Dogma, en yaygın veya genel durumda, canlı organizmalarda bilgi taşıyan biyopolimerler arasındaki dizi bilgisi transferini anlamak için bir çerçeve sunar. Bu tür biyopolimerlerin 3 ana sınıfı vardır: DNA ve RNA (her ikisi de nükleik asitler) ve protein. Bu üç biyomolekül sınıfı arasında, akla yatkın 3 × 3 = 9 adet doğrudan bilgi aktarımı çeşidi vardır. Dogma bunları 3 grupta sınıflandırır: 3 genel aktarım (çoğu hücrede normal olarak gerçekleştiğine inanılır), 3 özel aktarım (olduğu bilinir, ancak bazı virüsler durumunda veya laboratuvarda yalnızca belirli koşullar altında gerçekleşir) ve 3 bilinmeyen transferler (asla gerçekleşmeyeceği düşünülmektedir).
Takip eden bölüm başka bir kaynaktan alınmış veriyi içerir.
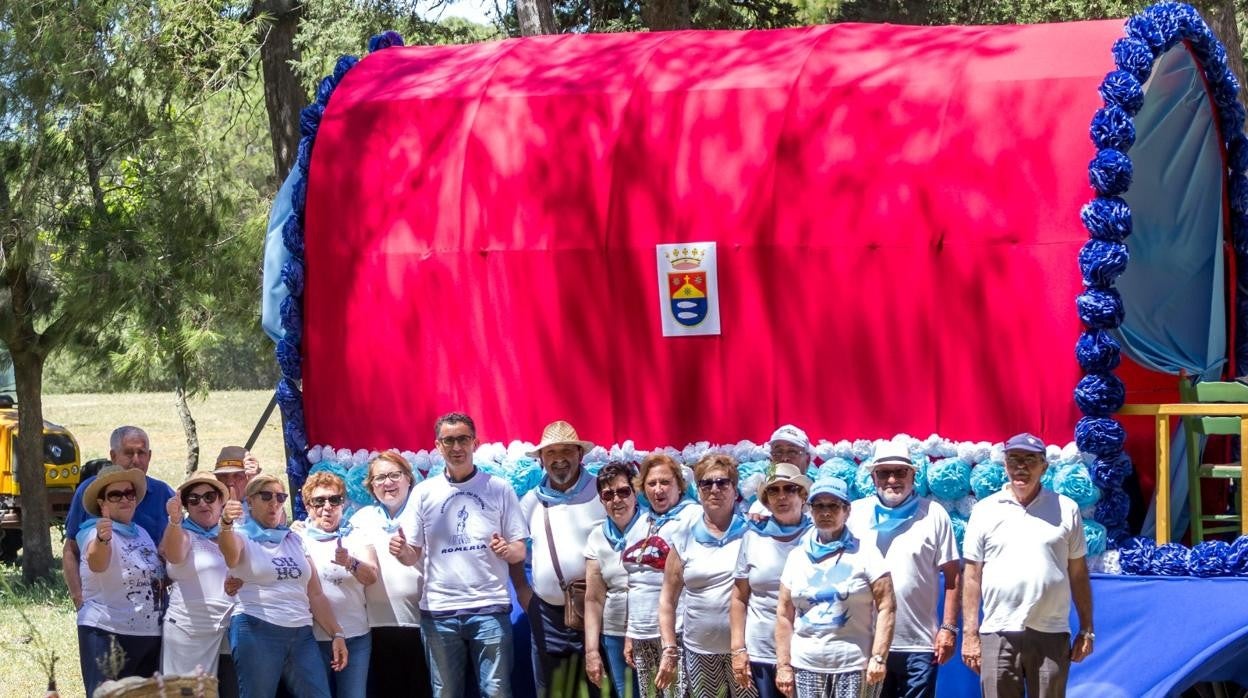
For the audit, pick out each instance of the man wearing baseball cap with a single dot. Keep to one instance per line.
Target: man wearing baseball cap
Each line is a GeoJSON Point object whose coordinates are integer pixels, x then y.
{"type": "Point", "coordinates": [915, 537]}
{"type": "Point", "coordinates": [1025, 551]}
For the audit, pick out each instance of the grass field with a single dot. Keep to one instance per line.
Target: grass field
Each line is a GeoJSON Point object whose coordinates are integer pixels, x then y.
{"type": "Point", "coordinates": [224, 418]}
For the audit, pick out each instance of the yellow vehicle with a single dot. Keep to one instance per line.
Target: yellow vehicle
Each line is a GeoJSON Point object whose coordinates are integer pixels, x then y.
{"type": "Point", "coordinates": [61, 475]}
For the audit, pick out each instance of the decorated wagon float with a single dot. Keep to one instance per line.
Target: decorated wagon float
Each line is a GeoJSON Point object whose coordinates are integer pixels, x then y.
{"type": "Point", "coordinates": [678, 241]}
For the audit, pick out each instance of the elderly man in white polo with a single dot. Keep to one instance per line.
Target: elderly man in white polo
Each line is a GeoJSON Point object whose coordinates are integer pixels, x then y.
{"type": "Point", "coordinates": [916, 540]}
{"type": "Point", "coordinates": [560, 512]}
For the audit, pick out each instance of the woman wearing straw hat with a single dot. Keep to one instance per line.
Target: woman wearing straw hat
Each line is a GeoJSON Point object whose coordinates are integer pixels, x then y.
{"type": "Point", "coordinates": [835, 614]}
{"type": "Point", "coordinates": [271, 632]}
{"type": "Point", "coordinates": [346, 566]}
{"type": "Point", "coordinates": [756, 589]}
{"type": "Point", "coordinates": [199, 607]}
{"type": "Point", "coordinates": [119, 622]}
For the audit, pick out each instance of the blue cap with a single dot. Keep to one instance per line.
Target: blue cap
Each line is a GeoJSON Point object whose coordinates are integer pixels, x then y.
{"type": "Point", "coordinates": [1027, 442]}
{"type": "Point", "coordinates": [833, 486]}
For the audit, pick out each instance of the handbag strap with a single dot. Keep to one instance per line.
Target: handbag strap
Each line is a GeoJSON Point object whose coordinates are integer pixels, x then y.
{"type": "Point", "coordinates": [554, 556]}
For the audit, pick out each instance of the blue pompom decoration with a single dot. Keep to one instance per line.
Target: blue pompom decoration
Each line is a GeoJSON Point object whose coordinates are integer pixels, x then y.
{"type": "Point", "coordinates": [1102, 261]}
{"type": "Point", "coordinates": [1075, 482]}
{"type": "Point", "coordinates": [1107, 217]}
{"type": "Point", "coordinates": [1100, 436]}
{"type": "Point", "coordinates": [1112, 127]}
{"type": "Point", "coordinates": [1121, 89]}
{"type": "Point", "coordinates": [1170, 561]}
{"type": "Point", "coordinates": [1136, 556]}
{"type": "Point", "coordinates": [950, 478]}
{"type": "Point", "coordinates": [1100, 395]}
{"type": "Point", "coordinates": [1100, 309]}
{"type": "Point", "coordinates": [1208, 558]}
{"type": "Point", "coordinates": [1110, 172]}
{"type": "Point", "coordinates": [987, 478]}
{"type": "Point", "coordinates": [1097, 351]}
{"type": "Point", "coordinates": [292, 276]}
{"type": "Point", "coordinates": [1135, 58]}
{"type": "Point", "coordinates": [1096, 537]}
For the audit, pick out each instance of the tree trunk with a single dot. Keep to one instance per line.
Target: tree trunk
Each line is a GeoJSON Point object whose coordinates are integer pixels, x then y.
{"type": "Point", "coordinates": [536, 16]}
{"type": "Point", "coordinates": [283, 95]}
{"type": "Point", "coordinates": [36, 542]}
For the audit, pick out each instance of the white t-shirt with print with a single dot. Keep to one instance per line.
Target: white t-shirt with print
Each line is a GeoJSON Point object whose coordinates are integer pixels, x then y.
{"type": "Point", "coordinates": [275, 581]}
{"type": "Point", "coordinates": [914, 552]}
{"type": "Point", "coordinates": [394, 598]}
{"type": "Point", "coordinates": [645, 555]}
{"type": "Point", "coordinates": [124, 598]}
{"type": "Point", "coordinates": [761, 562]}
{"type": "Point", "coordinates": [614, 577]}
{"type": "Point", "coordinates": [197, 599]}
{"type": "Point", "coordinates": [834, 608]}
{"type": "Point", "coordinates": [457, 521]}
{"type": "Point", "coordinates": [570, 525]}
{"type": "Point", "coordinates": [346, 594]}
{"type": "Point", "coordinates": [1026, 552]}
{"type": "Point", "coordinates": [709, 573]}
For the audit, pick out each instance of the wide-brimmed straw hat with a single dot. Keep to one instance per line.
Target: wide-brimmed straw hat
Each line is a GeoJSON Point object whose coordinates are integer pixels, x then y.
{"type": "Point", "coordinates": [558, 433]}
{"type": "Point", "coordinates": [110, 475]}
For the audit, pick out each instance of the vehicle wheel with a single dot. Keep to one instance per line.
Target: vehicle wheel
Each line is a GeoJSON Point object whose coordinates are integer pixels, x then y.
{"type": "Point", "coordinates": [9, 545]}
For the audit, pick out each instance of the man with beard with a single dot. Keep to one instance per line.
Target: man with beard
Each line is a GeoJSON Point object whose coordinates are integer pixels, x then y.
{"type": "Point", "coordinates": [1025, 550]}
{"type": "Point", "coordinates": [916, 540]}
{"type": "Point", "coordinates": [560, 512]}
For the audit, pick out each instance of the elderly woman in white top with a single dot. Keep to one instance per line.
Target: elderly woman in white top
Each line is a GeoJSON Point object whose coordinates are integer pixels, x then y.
{"type": "Point", "coordinates": [199, 608]}
{"type": "Point", "coordinates": [702, 567]}
{"type": "Point", "coordinates": [346, 565]}
{"type": "Point", "coordinates": [756, 589]}
{"type": "Point", "coordinates": [835, 614]}
{"type": "Point", "coordinates": [271, 632]}
{"type": "Point", "coordinates": [121, 576]}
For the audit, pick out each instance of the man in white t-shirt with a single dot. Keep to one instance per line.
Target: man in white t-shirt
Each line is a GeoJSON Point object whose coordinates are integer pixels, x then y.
{"type": "Point", "coordinates": [469, 530]}
{"type": "Point", "coordinates": [563, 510]}
{"type": "Point", "coordinates": [1025, 550]}
{"type": "Point", "coordinates": [916, 540]}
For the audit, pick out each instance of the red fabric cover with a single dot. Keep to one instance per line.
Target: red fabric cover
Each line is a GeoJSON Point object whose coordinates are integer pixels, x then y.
{"type": "Point", "coordinates": [896, 211]}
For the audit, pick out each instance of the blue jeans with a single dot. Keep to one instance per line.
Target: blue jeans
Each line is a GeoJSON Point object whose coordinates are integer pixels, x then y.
{"type": "Point", "coordinates": [351, 682]}
{"type": "Point", "coordinates": [910, 674]}
{"type": "Point", "coordinates": [448, 643]}
{"type": "Point", "coordinates": [266, 654]}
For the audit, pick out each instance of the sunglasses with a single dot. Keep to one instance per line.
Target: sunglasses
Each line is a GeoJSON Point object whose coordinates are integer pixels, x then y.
{"type": "Point", "coordinates": [207, 497]}
{"type": "Point", "coordinates": [714, 483]}
{"type": "Point", "coordinates": [618, 493]}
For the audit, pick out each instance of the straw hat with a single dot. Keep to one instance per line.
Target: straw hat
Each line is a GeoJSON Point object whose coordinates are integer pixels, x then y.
{"type": "Point", "coordinates": [557, 433]}
{"type": "Point", "coordinates": [110, 475]}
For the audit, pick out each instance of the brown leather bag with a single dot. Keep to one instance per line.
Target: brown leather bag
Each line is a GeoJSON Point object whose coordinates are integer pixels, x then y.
{"type": "Point", "coordinates": [574, 591]}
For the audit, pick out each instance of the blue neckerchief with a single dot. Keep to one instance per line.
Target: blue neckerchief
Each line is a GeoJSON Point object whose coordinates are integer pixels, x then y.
{"type": "Point", "coordinates": [887, 518]}
{"type": "Point", "coordinates": [773, 528]}
{"type": "Point", "coordinates": [315, 532]}
{"type": "Point", "coordinates": [550, 496]}
{"type": "Point", "coordinates": [613, 533]}
{"type": "Point", "coordinates": [818, 551]}
{"type": "Point", "coordinates": [125, 530]}
{"type": "Point", "coordinates": [735, 530]}
{"type": "Point", "coordinates": [211, 533]}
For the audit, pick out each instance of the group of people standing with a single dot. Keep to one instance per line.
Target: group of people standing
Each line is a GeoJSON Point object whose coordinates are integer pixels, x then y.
{"type": "Point", "coordinates": [806, 593]}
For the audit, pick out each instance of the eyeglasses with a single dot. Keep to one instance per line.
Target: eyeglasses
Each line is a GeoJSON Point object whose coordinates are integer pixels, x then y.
{"type": "Point", "coordinates": [618, 493]}
{"type": "Point", "coordinates": [714, 483]}
{"type": "Point", "coordinates": [207, 497]}
{"type": "Point", "coordinates": [393, 476]}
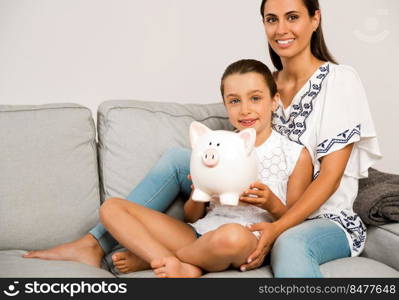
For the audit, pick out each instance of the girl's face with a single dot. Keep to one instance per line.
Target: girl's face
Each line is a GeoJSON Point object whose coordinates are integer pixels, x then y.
{"type": "Point", "coordinates": [289, 27]}
{"type": "Point", "coordinates": [248, 103]}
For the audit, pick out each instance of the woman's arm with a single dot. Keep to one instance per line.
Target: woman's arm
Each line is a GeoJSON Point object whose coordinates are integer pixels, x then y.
{"type": "Point", "coordinates": [319, 191]}
{"type": "Point", "coordinates": [332, 169]}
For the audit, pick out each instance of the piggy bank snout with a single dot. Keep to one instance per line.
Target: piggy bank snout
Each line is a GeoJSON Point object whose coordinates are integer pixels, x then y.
{"type": "Point", "coordinates": [210, 157]}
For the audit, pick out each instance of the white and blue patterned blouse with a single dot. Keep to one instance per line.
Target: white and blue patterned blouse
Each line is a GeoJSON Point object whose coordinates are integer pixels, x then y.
{"type": "Point", "coordinates": [328, 113]}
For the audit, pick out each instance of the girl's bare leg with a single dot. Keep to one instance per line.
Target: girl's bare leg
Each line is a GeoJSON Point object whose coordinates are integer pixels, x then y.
{"type": "Point", "coordinates": [147, 233]}
{"type": "Point", "coordinates": [85, 250]}
{"type": "Point", "coordinates": [126, 262]}
{"type": "Point", "coordinates": [216, 250]}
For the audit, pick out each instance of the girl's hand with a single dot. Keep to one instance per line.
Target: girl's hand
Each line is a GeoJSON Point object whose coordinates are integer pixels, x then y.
{"type": "Point", "coordinates": [268, 235]}
{"type": "Point", "coordinates": [262, 193]}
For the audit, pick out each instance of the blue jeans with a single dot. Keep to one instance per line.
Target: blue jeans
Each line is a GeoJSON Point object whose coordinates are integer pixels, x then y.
{"type": "Point", "coordinates": [157, 190]}
{"type": "Point", "coordinates": [300, 250]}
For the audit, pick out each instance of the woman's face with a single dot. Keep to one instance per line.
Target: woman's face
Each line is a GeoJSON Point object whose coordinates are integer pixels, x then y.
{"type": "Point", "coordinates": [288, 26]}
{"type": "Point", "coordinates": [249, 104]}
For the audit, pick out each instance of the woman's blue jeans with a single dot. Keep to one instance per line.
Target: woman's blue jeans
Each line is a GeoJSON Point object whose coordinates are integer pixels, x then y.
{"type": "Point", "coordinates": [300, 250]}
{"type": "Point", "coordinates": [157, 190]}
{"type": "Point", "coordinates": [297, 252]}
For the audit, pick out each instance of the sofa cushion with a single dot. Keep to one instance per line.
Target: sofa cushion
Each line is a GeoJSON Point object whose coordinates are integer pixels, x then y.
{"type": "Point", "coordinates": [382, 244]}
{"type": "Point", "coordinates": [49, 187]}
{"type": "Point", "coordinates": [357, 267]}
{"type": "Point", "coordinates": [12, 265]}
{"type": "Point", "coordinates": [134, 134]}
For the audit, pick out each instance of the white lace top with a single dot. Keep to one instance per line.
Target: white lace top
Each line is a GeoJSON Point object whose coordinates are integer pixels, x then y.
{"type": "Point", "coordinates": [277, 159]}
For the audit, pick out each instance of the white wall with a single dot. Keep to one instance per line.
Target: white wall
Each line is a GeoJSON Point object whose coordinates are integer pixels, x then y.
{"type": "Point", "coordinates": [88, 51]}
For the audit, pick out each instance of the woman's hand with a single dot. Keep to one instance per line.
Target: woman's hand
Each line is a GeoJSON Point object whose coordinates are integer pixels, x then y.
{"type": "Point", "coordinates": [262, 193]}
{"type": "Point", "coordinates": [268, 235]}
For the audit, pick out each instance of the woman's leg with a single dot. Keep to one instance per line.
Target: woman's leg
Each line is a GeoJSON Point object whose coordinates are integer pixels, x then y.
{"type": "Point", "coordinates": [216, 250]}
{"type": "Point", "coordinates": [147, 233]}
{"type": "Point", "coordinates": [299, 251]}
{"type": "Point", "coordinates": [158, 189]}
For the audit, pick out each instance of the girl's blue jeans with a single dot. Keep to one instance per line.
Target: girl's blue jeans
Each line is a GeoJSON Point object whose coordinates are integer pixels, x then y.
{"type": "Point", "coordinates": [297, 252]}
{"type": "Point", "coordinates": [157, 190]}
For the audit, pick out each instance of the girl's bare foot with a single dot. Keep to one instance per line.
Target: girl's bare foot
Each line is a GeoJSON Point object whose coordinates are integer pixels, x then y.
{"type": "Point", "coordinates": [127, 262]}
{"type": "Point", "coordinates": [85, 250]}
{"type": "Point", "coordinates": [172, 267]}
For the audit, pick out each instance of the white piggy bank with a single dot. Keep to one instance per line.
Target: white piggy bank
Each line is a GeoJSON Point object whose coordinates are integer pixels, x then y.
{"type": "Point", "coordinates": [223, 163]}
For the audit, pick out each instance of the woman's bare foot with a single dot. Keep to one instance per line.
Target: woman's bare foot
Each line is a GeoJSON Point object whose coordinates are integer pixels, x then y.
{"type": "Point", "coordinates": [85, 250]}
{"type": "Point", "coordinates": [127, 262]}
{"type": "Point", "coordinates": [171, 267]}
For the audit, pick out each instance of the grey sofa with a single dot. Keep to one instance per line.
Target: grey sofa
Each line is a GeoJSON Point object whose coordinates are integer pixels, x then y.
{"type": "Point", "coordinates": [54, 175]}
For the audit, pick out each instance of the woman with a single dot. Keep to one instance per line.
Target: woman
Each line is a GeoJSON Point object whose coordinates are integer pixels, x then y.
{"type": "Point", "coordinates": [323, 106]}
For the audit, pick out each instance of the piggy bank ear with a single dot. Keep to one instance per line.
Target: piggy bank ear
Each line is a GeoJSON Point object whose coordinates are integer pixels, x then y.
{"type": "Point", "coordinates": [249, 137]}
{"type": "Point", "coordinates": [196, 131]}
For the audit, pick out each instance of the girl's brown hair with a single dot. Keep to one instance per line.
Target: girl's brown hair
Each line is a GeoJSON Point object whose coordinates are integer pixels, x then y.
{"type": "Point", "coordinates": [244, 66]}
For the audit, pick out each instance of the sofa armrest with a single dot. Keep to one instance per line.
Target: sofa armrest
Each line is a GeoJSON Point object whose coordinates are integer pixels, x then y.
{"type": "Point", "coordinates": [382, 244]}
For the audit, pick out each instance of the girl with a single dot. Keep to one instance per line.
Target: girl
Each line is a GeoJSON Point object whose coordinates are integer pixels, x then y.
{"type": "Point", "coordinates": [220, 239]}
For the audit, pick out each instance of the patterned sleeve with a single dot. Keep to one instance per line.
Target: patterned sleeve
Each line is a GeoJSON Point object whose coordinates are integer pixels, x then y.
{"type": "Point", "coordinates": [292, 151]}
{"type": "Point", "coordinates": [346, 119]}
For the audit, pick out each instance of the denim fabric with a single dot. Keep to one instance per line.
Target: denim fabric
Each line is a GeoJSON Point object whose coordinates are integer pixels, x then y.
{"type": "Point", "coordinates": [157, 190]}
{"type": "Point", "coordinates": [299, 251]}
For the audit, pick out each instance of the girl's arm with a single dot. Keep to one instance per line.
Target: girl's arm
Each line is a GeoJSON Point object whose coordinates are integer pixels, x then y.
{"type": "Point", "coordinates": [299, 180]}
{"type": "Point", "coordinates": [319, 191]}
{"type": "Point", "coordinates": [193, 210]}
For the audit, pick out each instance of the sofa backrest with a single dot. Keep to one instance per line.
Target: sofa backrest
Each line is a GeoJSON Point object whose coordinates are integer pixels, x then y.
{"type": "Point", "coordinates": [134, 134]}
{"type": "Point", "coordinates": [49, 187]}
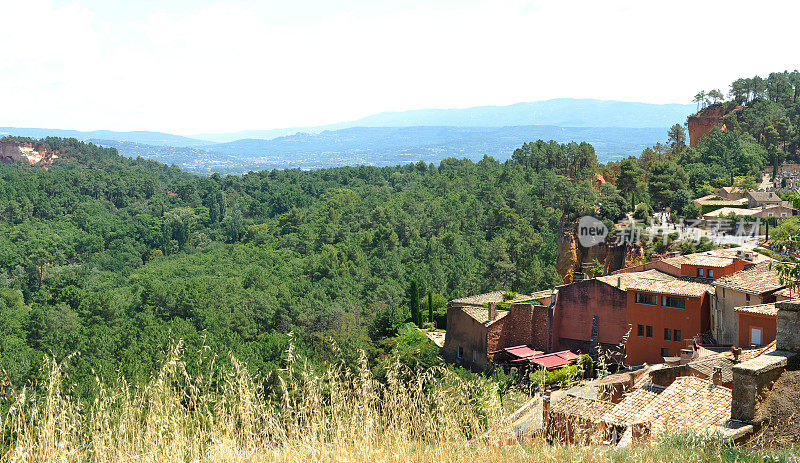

Genel transferler biyolojik bilginin normal akışını tanımlar: DNA, DNA'ya kopyalanabilir (DNA replikasyonu), DNA bilgisi mRNA'ya kopyalanabilir (transkripsiyon) ve mRNA'daki bilgiler bir şablon olarak (translasyon) kullanılarak proteinler sentezlenebilir. Özel transferler şunları açıklar: RNA'dan kopyalanan RNA (RNA replikasyonu), bir RNA şablonu kullanılarak DNA sentezlenir (ters transkripsiyon ) ve mRNA kullanılmadan doğrudan bir DNA şablonundan sentezlenen proteinler. Bilinmeyen transferler şunları tanımlar: bir proteinden kopyalanan bir protein, bir proteinin birincil yapısını şablon olarak kullanarak RNA sentezi ve bir proteinin birincil yapısını şablon olarak kullanarak DNA sentezi - bunların doğal olarak meydana geldiği düşünülmez.
Biyolojik bilgi dizisi
DNA, RNA ve (poli) peptitleri içeren biyopolimerler lineer polimerlerdir (yani: her monomer en fazla iki diğer monomere bağlıdır). Monomerlerinin dizisi bilgiyi etkili bir şekilde kodlar. İdeal olarak, merkezi dogma tarafından açıklanan bilgi transferleri, bir biyopolimerin dizisinin, tamamen orijinal biyopolimerin dizisine bağlı bir diziye sahip başka bir biyopolimerin inşası için bir şablon olarak kullanıldığı, sadık, deterministik transferlerdir. DNA, RNA'ya kopyalandığında, tamamlayıcısı onunla eşlenir. A, G, T ve C DNA kodları sırasıyla U, C, A ve G RNA kodlarına aktarılır. Proteinlerin kodlanması, tabloya göre kodonlar olarak bilinen üçlü gruplar halinde yapılır.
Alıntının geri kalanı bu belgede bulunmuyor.